Rebuilding from the Roots

Published April 1, 1998

The Educational Freedom Foundation’s fundraising efforts have begun to bear fruit with several significant contributions, according to EFF chairman Herman L. Kriegshauser and president Martin L. Duggan. The new contributions will enable EFF to go forward with plans to expand its national office and achieve its primary goal for the year 2000: “a re-birth of freedom, in the form of parental school choice for all children.”

“The Educational Freedom Foundation is dedicated to rebuilding its national network of pro-voucher chapters: a grassroots organization that once spanned the continent,” said Kriegshauser and Duggan in a joint statement issued in February. The effort will require hiring a new Executive Director and a Chapter Organizer.

Other plans being developed for 1998 include a national convention on school choice, a speakers bureau brochure, and a new parental choice video.

Armey Pitches DC Vouchers at White House

Although House Majority Leader Dick Armey made no comment to reporters after he had met privately with President Bill Clinton on March 3 to discuss the GOP plan for school vouchers in the District of Columbia, White House press secretary Mike McCurry said the President remains opposed to the plan. McCurry did, however, offer a glimmer of hope.

“But we were further enlightened by the powerful arguments the majority leader makes,” said McCurry, according to a report in The Dallas Morning News.

The President’s rationale for opposing school vouchers mirrors the position of the two major teacher unions, the National Education Association and the American Federation of Teachers. Vouchers, he says, “would diminish our country’s commitment to public education by siphoning badly needed funds away from public schools” for the benefit of just a few private students.

Ohio Education Opportunity Grants Proposed

A child-centered education funding bill, establishing an “Education Opportunity Grant” for each child, has been introduced into the Ohio Legislature by Representative Jim Jordan of West Liberty. The bill provides that–with the exception of children needing special consideration–each child would receive the same amount of school funding, in the form of an Education Opportunity Grant that would follow the child to his or her school of choice.

New methods for funding schools are under consideration because last year the Ohio Supreme Court ruled that the present property tax-based system is unconstitutional, with some districts spending up to $12,000 per student and others spending as little as $1,000. Since the high-spending districts do not want their spending reduced, proposed solutions have not focused on how to find a reasonable level of spending per student, but rather on how to increase overall spending beyond the 1996 state average of $5,550 per student.

On May 5, voters will be asked to increase school spending by approving a one-cent hike in the state sales tax. But after increasing spending by almost 20 percent after inflation since 1986, Ohio’s high school graduation rates over the same period dropped from 80 percent to 74.3 percent. Cleveland’s rate dropped even lower, to 32 percent, despite spending $7,176 per child in 1996. Ohio University economist Richard Vedder found that student performance was better in schools that received less money.

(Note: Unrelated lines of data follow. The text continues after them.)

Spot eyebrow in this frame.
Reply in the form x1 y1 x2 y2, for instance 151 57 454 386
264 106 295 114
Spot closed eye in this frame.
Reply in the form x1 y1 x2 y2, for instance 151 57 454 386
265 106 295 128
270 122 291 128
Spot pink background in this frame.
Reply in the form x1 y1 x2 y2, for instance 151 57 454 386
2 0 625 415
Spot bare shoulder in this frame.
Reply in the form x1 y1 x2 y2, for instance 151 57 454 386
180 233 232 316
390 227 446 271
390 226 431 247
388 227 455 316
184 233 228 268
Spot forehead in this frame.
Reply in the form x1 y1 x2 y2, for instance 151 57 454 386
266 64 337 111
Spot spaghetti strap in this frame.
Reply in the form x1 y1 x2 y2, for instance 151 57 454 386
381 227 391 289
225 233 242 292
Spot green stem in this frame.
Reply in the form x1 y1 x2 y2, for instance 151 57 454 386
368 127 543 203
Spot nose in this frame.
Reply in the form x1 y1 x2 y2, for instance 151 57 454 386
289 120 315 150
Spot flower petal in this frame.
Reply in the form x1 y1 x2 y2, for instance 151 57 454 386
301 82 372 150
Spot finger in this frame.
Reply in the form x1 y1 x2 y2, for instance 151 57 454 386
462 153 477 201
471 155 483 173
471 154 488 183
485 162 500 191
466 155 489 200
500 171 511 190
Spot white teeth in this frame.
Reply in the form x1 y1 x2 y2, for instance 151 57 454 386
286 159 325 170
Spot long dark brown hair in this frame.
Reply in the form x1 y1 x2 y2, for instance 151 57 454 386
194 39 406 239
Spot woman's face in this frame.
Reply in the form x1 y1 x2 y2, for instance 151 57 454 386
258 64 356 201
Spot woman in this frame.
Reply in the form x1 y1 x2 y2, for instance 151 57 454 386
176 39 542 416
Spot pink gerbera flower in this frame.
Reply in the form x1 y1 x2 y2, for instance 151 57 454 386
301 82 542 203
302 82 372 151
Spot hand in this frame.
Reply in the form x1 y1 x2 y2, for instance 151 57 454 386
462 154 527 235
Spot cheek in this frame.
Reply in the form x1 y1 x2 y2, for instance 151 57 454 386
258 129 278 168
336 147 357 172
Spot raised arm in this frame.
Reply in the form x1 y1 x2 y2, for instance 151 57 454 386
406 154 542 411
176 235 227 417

Let the Money Follow the Child

Child-centered funding, vouchers, and charter schools are all the same in one key respect, says Citizens for Educational Freedom secretary Sr. Renee Oliver: the money follows the child. Charter schools are like voucher schools in that parents choose to send their child to the school and the money follows the child. Thus, even if parents only transfer their children to another public school, it gets the attention of the school the child leaves.

“Everything would be so much simpler if the money followed the child,” says Sr. Renee. She recommends depositing each child’s education funds into an Individual Education Account for spending on K-12 education, with any leftover funds available for college tuition. Parents thus have an incentive to shop around for the best prices, which in turn encourages schools to keep prices down.

Taxation Without Representation In Michigan

When Michigan Governor John Engler was promoting his school finance and education reform package in 1993, he told individuals with second homes or vacation homes that their school tax rates would not increase by a vote in which they could not participate. But after the reform package was implemented, non-homesteaders found themselves socked with property tax rates 168 percent higher than those levied on local residents whose children are attending school in Michigan.

That is “unconstitutional taxation without representation against non-homestead property owners,” charges Jack Weiss of South Bend, Indiana, who owns a summer waterfront home in northern Michigan. Weiss is a member of Citizens for Uniform Taxation, which has filed a class action lawsuit challenging Michigan’s Proposition A. Engler’s “false promise” is part of that lawsuit, says Weiss.